A book that every data scientist should read

I would like to suggest the book Factfulness (by Hans Rosling) to every data scientist and every student who wishes to start this career. It’s not a technical book full of formulas, algorithms, and other complex stuff. Only a few plots and a lot of analysis, ideas, comparisons. Everybody should be aware to live in a world where facts are often considered as alternatives to beliefs and where biases are so common to be the first problem to face when a clear insight is needed.

Unfortunately, it’s easier to value a belief even more than a factual analysis and we all know what kind of disasters can be brought about. And, it’s even worse when a data scientist analyzes a bunch data starting from a biased viewpoint. Even if there are dozens of powerful models, some tasks require some moderation. Predicting the future of a time-series is a hard job unless we are 100% sure that nothing can alter what we have discovered.

Such an approach leads to the ideas of trends, which are simple to manage but dangerous as atom bombs. How many measures can only grow or decrease? In the short-term, a trend is an acceptable behavior, but are we authorized to extend this analysis also to the long-term? Clearly, the answer is negative. That’s why there are periodicities, seasonalities, and saturation. One of the first analysis that caught my attention was the growth of world population. Almost everybody is driven to think that such a value can only be larger and larger, until a catastrophic event.

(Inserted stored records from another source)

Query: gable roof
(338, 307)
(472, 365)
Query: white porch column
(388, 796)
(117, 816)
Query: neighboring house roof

Luckily many systems (including the population living in a limited environment) admit fixed points. This means that, believe it or not, they are going to grow until a threshold and then they saturate. Other ones are unstable and keep oscillating (stock values, for example). There can be a long period characterized by trends, but at a certain point, the internal dynamics force the system to invert its trend and the process is reset.

A good data scientist should always keep these simple concepts in mind before starting any analysis. I’m perfectly aware that too many CEOs would like to know that their profit is going to grow indefinitely. As well as, many politicians would observe a more and more extended consensus. We know that even the best companies have to change their strategies and there are no “immortal” political parties.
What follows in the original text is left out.